Controls which latent spaces are conditioned on the reference. Default is `["biological", "technical"]`.

When both are conditioned, the model preserves both biological identity and technical characteristics from the reference sample.

### `sampling_strategy` (str, required)

Controls the type of prediction:

* **`"sample generation"`**: Generates realistic-looking synthetic data with measurement error. **Bulk only**
* **`"mean estimation"`**: Provides stable mean estimates. **Bulk and single-cell**

```python theme={null}
query["sampling_strategy"] = "mean estimation"
```

### `fixed_total_count` (bool, optional)

Controls whether to preserve the reference's library size:

* **`False`** (default): The output's total count is taken from the reference expression sum
* **`True`**: Forces the model to use the `total_count` parameter value or default instead of the reference's library size

```python theme={null}
# Preserve reference library size (default)
query["fixed_total_count"] = False

# Or force a specific library size
query["fixed_total_count"] = True
query["total_count"] = 10_000_000
```

### `total_count` (int, optional)

Library size used when converting predicted log CPM back to raw counts. Only effective when `fixed_total_count = True`.

* Default: 10,000,000 for bulk; 10,000 for single-cell

### `deterministic_latents` (bool, optional)

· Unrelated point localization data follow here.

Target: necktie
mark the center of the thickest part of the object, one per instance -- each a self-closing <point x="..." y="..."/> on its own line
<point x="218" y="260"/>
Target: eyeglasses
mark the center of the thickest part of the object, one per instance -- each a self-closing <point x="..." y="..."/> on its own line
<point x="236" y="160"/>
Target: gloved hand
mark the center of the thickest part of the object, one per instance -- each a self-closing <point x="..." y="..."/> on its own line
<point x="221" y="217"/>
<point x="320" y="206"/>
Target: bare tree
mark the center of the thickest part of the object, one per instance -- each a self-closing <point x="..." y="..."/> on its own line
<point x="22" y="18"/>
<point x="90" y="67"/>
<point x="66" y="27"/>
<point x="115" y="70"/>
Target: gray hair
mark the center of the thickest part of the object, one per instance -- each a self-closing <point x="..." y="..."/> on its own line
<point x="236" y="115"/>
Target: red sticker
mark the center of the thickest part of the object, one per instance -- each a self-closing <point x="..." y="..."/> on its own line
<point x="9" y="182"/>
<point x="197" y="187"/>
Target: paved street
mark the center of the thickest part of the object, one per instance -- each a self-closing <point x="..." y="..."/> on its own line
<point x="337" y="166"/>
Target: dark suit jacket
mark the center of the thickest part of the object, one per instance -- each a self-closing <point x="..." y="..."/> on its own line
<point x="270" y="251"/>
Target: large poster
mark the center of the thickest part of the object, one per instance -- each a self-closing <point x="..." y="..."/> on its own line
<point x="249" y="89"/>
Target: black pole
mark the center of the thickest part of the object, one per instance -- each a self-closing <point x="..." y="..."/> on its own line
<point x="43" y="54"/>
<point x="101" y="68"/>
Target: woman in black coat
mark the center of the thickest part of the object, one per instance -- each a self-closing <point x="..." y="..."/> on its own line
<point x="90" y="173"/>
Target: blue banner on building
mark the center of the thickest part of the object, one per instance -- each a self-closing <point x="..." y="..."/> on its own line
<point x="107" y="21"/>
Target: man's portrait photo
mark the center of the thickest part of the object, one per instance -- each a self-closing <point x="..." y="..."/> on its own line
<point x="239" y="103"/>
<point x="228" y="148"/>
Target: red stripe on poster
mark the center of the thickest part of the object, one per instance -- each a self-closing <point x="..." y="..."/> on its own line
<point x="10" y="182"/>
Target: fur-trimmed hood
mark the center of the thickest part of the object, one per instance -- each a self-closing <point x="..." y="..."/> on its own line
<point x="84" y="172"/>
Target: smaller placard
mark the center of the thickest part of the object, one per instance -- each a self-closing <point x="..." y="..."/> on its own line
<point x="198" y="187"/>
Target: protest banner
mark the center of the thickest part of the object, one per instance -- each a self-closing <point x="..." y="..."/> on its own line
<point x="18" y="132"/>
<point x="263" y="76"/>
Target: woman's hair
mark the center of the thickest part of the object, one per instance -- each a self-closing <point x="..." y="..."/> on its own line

If `True`, the model uses the mean of each latent distribution instead of sampling. This produces deterministic, reproducible outputs.

* Default: `False`

```python theme={null}
query["deterministic_latents"] = True
```

### `seed` (int, optional)

Random seed for reproducibility.

```python theme={null}
query["seed"] = 42
```

## Valid perturbation metadata

| Field                      | Description / format                                                                                                                                                  |
| -------------------------- | --------------------------------------------------------------------------------------------------------------------------------------------------------------------- |
| `perturbation_ontology_id` | Ensembl gene ID, [ChEBI ID](https://www.ebi.ac.uk/chebi/), [ChEMBL ID](https://www.ebi.ac.uk/chembl/), or [NCBI Taxonomy ID](https://www.ncbi.nlm.nih.gov/taxonomy)   |
| `perturbation_type`        | One of `"coculture"`, `"compound"`, `"control"`, `"crispr"`, `"genetic"`, `"infection"`, `"other"`, `"overexpression"`, `"peptide or biologic"`, `"shrna"`, `"sirna"` |
| `perturbation_time`        | Time since perturbation as a number and unit separated by a space, such as `"24 hours"`                                                                               |
| `perturbation_dose`        | Dose as a number and unit separated by a space, such as `"10 um"` or `"1 mg/kg"`                                                                                      |

## Working with results

The result structure is similar to baseline models:

```python theme={null}
metadata = result["metadata"]
expression = result["expression"]

print(expression.shape)
print(metadata.head())
```

### Differential expression

When conditioning on both biological and technical latents, you can directly compare the generated expression to your reference to identify perturbation effects:

```python theme={null}
import numpy as np

# Your reference (input) counts
reference_cpm = your_reference_counts / np.sum(your_reference_counts) * 1e6

# Generated (perturbed) counts
generated_counts = expression.iloc[0].values
generated_cpm = generated_counts / np.sum(generated_counts) * 1e6

# Log fold change
log2fc = np.log2(generated_cpm + 1) - np.log2(reference_cpm + 1)

# Identify top changed genes
gene_names = expression.columns
top_indices = np.argsort(log2fc)[-20:]
print("Top upregulated genes:", gene_names[top_indices].tolist())
```

## Important notes

### Counts vector length

The reference counts vector must match the model's expected number of genes. If the length does not match, the API returns a validation error.

Use `get_example_query()` to see the expected structure and ensure your counts vector has the correct length.

### Gene order

Ensure your reference counts are in the same gene order expected by the model. The response includes a `gene_order` field that specifies the expected order.